Citadel Securities, which now handles roughly 40% of US retail trades, is key to understanding those mechanics, since it had a large hand in creating them. Through a series of fortuitous events and technological coups, Griffin has turned himself into one of the stock market’s most powerful middlemen, steadily replacing banks as the go-to matchmaker for all manner of institutions, from hedge funds to pension funds and most notably of late, of burgeoning retail brokers. “The way to think about Citadel is as the Amazon of trading,” says Spencer Mindlin, a capital markets technology analyst at Aite Group. In an industry that relies heavily on technology, Citadel has forged ahead by playing “a game of scale. You reach a point where it’s impossible for others to compete,” he says.

And just like Amazon, Citadel Securities likes to point out that the little guy has reaped the rewards of its technological lead. It’s never been cheaper for retail investors to trade. And yet, the system that those cheap trades rely upon, whereby Citadel pays retail brokers for customers’ orders, has raised questions about potential conflicts of interest among trading firms whose main customer is the brokers they serve, not small investors. It has also drawn attention to the scope of Griffin’s business affairs as an architect of financial markets who happens to also trade on the outcome, and to whether we want our financial titans to do both.

Who is Ken Griffin?

In keeping with his hedgie mystique, rare peeks into Griffin’s dealings tend to center on his personal art and real-estate splurges, as well as titanic donations to museums and universities. As a teen of the aughts, he spent his free time grilling local Computerland store employees and as a part-time debugger for IBM, Fortune wrote in a 2007 profile.

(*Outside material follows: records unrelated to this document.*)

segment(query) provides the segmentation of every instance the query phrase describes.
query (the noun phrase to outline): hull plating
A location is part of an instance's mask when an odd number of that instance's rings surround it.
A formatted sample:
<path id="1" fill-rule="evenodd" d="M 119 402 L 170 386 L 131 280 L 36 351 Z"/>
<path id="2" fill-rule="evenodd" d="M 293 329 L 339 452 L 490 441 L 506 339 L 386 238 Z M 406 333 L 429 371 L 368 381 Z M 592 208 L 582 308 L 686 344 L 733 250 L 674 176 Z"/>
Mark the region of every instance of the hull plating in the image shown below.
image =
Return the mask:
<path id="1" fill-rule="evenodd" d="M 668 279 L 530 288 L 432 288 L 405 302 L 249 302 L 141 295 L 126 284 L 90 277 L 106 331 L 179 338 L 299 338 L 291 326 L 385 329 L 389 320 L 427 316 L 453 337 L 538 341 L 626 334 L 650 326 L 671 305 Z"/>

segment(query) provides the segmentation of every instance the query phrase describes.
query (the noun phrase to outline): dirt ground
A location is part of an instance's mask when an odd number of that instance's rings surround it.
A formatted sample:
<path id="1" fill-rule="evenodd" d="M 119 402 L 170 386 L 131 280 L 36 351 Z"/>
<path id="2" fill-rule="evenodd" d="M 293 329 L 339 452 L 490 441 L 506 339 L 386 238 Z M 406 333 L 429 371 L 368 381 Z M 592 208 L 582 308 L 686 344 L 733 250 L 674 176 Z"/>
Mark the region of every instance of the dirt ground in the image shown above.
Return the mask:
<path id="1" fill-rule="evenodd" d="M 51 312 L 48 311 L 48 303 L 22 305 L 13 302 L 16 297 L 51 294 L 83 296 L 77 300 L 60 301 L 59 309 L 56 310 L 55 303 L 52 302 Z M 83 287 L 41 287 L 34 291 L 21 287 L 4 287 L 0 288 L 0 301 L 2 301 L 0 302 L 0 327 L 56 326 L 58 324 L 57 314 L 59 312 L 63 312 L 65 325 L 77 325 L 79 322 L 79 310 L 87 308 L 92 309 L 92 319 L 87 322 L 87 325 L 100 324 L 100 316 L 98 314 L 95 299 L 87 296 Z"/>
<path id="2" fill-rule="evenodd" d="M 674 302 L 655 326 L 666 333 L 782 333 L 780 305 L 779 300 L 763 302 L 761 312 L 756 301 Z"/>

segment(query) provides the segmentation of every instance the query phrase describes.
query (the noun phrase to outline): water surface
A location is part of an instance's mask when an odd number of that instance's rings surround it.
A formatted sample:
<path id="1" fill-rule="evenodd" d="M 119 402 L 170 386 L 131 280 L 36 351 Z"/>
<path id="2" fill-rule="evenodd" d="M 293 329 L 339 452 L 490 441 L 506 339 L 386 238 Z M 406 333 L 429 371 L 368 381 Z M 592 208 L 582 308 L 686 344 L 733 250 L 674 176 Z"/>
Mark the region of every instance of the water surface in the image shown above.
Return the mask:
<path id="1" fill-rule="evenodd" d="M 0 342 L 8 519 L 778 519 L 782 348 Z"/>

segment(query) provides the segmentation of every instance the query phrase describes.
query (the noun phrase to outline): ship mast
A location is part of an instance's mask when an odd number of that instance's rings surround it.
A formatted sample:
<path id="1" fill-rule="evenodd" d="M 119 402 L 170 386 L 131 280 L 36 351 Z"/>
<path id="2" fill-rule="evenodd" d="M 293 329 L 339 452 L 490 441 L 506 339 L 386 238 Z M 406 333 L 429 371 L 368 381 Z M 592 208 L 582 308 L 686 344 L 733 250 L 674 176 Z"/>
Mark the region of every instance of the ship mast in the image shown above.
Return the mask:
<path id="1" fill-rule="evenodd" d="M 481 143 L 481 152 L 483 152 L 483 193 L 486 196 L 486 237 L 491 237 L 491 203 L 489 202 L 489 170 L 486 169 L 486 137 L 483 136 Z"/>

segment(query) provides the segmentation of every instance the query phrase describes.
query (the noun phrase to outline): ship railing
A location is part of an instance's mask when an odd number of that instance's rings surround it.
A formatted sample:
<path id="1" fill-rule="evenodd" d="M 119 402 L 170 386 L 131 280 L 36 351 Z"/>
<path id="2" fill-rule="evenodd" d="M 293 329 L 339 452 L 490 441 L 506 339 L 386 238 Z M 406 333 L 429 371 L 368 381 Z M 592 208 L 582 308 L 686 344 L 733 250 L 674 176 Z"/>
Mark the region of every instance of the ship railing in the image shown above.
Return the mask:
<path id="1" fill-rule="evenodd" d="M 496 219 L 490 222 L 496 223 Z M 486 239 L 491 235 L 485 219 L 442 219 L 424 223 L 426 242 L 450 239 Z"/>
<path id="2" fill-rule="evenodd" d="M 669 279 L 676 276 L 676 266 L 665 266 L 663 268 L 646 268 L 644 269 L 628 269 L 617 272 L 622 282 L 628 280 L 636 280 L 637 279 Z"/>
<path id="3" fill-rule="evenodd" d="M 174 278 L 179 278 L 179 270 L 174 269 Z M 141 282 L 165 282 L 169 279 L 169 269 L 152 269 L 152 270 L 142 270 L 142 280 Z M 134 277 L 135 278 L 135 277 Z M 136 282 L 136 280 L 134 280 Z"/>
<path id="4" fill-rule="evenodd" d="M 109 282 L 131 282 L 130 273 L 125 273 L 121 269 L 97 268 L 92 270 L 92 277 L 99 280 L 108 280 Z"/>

In college, he moved on to trading convertible bonds from his third-floor Harvard dorm room against the university’s wishes, jerry-rigging a satellite dish to the side of the building to speed up his stock quote intel. A prominent Chicago hedge funder hired Griffin out of Harvard to run a $1 million portfolio, and after a year, in 1990, he went out on his own to start Citadel.

Three decades later, Griffin’s hedge fund is a global financial juggernaut based out of a 37-story office tower in Chicago’s Loop. With more than $30 billion in capital, Citadel touches just about every corner of the financial system. The trading firm came along a decade later on the back of the dot-com boom, as online trading exploded at discount brokerages like E*Trade and TD Ameritrade.